The first large-scale linkage study with sufficient statistical power to detect loci with effects similar to that of the MHC across the genome in populations from Australia, Scandinavia, the United Kingdom, and the United States identified a definite association between the MHC and MS susceptibility (Figure 5.3) (62). However, other loci whose associations with MS had been proposed from smaller studies were not replicated. This study was an important milestone in the study of MS genetics because for the first time, an adequate number of markers and MS-affected families were brought together through an international collaborative effort. Furthermore, the markers used were sufficiently numerous and evenly spaced across the genome that there was confidence that the majority of the genome was adequately represented for linkage analysis. Perhaps most importantly, 730 families were studied, thus providing adequate power to detect genetic effects that increased the odds of MS risk by more than twofold. Only MHC was found to increase risk of MS, which indicated that other possible loci that might influence MS risk must have more modest individual effects. Identification of such loci was effectively not possible using linkage analysis unless tens of thousands of families were analyzed. (63) This inherent limitation of linkage methodology potentially could be overcome by a different approach genetic analysis: the genome-wide association screen (GWAS).
32
MS, multiple sclerosis.
Source: From Sawcer S, Ban M, Maranian M, et al. A high-density screen for linkage in multiple sclerosis. Am J Hum Genet. 2005;77(3):454–467.
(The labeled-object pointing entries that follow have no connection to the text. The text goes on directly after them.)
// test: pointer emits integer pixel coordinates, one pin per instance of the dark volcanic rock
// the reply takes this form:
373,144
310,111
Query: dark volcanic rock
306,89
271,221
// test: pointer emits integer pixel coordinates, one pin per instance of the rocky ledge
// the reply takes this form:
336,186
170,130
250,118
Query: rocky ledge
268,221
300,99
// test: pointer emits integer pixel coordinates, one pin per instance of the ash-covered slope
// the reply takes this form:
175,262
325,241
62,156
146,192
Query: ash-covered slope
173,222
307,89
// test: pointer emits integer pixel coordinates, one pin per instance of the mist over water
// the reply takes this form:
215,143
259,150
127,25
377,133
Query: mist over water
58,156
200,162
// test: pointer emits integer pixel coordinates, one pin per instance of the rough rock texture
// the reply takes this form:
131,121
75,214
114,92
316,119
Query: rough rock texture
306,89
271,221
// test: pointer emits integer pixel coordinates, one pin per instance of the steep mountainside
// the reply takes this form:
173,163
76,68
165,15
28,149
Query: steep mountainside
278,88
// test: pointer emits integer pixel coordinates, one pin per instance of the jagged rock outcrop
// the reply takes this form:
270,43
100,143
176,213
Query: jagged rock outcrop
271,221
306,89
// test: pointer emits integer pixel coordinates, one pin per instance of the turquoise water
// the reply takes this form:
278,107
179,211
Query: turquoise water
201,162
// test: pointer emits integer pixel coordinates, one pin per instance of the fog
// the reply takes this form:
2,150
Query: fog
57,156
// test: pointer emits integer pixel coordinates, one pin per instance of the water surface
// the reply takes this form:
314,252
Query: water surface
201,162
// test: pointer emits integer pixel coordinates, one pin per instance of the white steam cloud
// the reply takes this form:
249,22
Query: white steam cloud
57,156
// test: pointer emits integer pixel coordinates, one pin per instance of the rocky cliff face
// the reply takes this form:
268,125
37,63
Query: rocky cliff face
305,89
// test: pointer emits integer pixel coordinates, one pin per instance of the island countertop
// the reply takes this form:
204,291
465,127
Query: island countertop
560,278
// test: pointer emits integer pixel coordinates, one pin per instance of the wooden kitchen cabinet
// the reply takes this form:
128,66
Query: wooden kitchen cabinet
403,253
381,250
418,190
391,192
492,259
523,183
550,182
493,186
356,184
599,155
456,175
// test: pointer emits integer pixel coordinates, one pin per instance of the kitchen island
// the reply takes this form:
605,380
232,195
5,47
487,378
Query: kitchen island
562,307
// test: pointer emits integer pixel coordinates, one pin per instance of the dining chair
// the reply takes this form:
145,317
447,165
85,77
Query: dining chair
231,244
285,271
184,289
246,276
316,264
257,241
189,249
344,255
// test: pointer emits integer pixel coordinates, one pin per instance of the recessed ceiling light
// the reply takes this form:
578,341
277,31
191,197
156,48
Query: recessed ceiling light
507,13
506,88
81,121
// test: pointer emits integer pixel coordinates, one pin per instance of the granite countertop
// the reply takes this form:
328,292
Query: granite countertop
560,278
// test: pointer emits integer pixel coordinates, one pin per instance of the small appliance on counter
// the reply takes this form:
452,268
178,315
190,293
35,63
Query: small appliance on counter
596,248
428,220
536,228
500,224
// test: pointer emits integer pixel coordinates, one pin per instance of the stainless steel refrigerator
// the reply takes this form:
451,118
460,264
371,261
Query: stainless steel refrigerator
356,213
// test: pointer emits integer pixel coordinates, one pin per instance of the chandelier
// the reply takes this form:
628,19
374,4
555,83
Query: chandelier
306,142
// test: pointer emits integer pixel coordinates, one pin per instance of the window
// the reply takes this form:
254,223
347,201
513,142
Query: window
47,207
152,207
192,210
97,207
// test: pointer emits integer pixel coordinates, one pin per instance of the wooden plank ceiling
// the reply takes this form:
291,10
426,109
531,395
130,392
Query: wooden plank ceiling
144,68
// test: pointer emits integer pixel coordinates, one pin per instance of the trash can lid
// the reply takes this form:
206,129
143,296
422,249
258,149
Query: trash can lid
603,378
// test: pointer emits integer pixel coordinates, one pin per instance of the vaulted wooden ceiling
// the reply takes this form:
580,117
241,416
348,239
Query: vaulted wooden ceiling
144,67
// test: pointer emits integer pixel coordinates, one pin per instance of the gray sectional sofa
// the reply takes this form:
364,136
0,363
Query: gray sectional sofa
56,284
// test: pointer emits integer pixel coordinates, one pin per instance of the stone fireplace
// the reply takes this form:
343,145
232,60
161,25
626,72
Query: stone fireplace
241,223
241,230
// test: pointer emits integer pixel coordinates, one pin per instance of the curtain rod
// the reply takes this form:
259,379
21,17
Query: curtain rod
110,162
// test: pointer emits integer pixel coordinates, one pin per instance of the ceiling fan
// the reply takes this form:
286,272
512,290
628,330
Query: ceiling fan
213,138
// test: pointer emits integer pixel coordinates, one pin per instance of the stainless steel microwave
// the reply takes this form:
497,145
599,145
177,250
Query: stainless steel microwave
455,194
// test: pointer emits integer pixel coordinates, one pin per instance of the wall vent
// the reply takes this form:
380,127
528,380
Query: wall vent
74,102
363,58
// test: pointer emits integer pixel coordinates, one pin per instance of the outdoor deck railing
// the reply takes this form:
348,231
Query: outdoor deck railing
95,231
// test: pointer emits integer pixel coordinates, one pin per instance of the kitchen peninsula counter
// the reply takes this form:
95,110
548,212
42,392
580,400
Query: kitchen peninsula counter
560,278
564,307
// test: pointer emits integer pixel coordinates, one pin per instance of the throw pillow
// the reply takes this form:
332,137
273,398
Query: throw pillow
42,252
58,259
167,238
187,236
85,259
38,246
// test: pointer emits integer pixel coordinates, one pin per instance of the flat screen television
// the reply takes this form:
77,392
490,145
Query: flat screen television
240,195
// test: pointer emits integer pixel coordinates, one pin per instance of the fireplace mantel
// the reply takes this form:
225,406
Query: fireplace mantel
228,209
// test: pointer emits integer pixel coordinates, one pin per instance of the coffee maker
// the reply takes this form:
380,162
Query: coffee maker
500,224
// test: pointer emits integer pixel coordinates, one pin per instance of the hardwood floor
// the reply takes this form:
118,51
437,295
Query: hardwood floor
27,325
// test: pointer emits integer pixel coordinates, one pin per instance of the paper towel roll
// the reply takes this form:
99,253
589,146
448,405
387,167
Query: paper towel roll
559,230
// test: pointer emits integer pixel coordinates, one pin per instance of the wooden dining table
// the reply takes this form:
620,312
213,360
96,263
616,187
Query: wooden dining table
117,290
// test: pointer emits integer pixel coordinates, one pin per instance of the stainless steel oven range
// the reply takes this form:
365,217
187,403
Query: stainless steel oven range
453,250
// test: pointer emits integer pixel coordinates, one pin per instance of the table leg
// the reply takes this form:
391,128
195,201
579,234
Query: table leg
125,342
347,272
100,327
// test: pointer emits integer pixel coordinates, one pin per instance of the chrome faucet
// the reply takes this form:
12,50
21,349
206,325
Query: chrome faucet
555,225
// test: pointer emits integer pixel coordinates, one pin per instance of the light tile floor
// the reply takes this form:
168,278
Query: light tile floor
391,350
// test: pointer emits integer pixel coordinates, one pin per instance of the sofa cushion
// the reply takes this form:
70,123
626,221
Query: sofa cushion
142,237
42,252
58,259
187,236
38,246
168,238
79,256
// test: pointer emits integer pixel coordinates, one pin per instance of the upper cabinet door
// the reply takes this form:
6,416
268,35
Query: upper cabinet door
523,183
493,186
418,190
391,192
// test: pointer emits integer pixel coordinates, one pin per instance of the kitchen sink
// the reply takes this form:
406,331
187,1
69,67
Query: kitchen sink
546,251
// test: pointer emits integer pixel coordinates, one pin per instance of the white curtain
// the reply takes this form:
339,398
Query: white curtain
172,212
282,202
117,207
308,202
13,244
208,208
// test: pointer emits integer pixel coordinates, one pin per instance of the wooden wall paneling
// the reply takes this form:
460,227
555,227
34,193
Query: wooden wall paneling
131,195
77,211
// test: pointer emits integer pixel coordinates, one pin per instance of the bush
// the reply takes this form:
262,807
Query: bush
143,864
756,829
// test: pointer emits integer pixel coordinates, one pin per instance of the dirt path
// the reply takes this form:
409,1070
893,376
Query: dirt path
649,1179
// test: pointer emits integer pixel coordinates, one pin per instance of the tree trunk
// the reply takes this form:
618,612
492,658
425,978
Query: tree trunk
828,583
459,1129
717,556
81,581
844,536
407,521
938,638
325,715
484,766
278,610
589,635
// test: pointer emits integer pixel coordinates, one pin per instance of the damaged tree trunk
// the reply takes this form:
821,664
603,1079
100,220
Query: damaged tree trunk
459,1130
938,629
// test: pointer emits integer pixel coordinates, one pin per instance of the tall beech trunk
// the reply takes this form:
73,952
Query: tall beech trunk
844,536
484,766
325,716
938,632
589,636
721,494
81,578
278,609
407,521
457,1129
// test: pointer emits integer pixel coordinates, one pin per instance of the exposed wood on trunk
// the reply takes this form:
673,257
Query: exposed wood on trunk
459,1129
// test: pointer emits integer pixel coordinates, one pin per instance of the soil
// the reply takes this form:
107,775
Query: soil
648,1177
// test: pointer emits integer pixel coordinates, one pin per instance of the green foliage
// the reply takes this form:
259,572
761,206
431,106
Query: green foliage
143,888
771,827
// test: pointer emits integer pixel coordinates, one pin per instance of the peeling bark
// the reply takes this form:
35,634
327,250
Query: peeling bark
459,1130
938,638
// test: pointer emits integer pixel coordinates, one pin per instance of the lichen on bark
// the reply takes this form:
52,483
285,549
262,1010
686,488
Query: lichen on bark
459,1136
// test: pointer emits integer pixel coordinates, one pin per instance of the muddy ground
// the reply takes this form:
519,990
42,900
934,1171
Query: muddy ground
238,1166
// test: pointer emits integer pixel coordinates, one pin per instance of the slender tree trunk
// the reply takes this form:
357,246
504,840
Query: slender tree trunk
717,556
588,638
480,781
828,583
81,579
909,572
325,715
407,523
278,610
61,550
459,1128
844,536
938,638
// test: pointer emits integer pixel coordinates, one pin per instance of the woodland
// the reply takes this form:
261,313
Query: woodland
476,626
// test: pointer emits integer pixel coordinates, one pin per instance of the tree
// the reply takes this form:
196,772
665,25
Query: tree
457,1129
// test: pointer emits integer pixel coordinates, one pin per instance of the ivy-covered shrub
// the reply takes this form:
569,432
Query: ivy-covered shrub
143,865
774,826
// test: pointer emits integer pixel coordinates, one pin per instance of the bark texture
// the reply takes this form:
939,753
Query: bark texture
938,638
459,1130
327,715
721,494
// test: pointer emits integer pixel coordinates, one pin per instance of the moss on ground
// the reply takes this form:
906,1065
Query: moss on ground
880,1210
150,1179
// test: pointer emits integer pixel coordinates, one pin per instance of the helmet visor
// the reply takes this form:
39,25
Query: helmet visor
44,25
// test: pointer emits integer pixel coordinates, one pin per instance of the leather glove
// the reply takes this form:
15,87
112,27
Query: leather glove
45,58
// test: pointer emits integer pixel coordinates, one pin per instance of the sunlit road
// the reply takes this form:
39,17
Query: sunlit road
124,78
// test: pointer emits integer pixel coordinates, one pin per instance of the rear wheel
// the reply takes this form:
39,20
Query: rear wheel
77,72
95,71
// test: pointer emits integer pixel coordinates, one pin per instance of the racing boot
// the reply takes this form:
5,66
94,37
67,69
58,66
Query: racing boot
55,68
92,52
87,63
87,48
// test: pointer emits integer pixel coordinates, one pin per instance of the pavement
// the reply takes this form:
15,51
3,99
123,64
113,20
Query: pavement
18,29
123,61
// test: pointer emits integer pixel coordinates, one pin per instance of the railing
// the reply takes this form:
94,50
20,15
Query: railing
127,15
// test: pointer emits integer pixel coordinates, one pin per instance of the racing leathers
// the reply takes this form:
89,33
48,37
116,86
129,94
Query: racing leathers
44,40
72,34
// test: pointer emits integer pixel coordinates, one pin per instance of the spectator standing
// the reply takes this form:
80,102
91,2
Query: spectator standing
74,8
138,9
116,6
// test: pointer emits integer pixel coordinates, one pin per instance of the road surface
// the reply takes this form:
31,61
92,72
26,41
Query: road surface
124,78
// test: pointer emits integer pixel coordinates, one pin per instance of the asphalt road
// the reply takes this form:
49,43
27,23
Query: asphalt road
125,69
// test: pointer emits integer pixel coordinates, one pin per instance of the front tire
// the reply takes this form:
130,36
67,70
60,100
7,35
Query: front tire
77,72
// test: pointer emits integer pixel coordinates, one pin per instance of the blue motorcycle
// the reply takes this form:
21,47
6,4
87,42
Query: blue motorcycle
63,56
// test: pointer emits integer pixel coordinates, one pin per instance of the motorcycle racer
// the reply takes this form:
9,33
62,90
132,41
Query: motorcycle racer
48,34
Genome-Wide Association Screen
Further technological innovation led to identification of single nucleotide polymorphisms (SNPs). SNPs are genetic variants that occur at a single base pair position within the genome (Figure 5.4). The remarkable achievement of sequencing of the human genome in conjunction with mapping hundreds of thousands of these SNP variants led to the realization that 99.9% of the human genome is invariant (64,65). Nevertheless, there are still billions of genetic variations, many of which are exceedingly rare whereas others are more common. By focusing on the variants that are more commonly found, for example, SNP alleles that are present in at least 5% of the overall population, it would be possible to map traits that are linked to common SNP variants. By coupling such potentially informative SNP variants with microchip-based miniaturization, it became possible to map hundreds of thousands of SNP variants from thousands of individuals (Figure 5.4). If heritable traits such as MS susceptibility are linked to commonly identified variants, then genotyping these common SNP variants could map the loci of the heritable trait. This hypothesis is referred to as the common disease–common variant hypothesis.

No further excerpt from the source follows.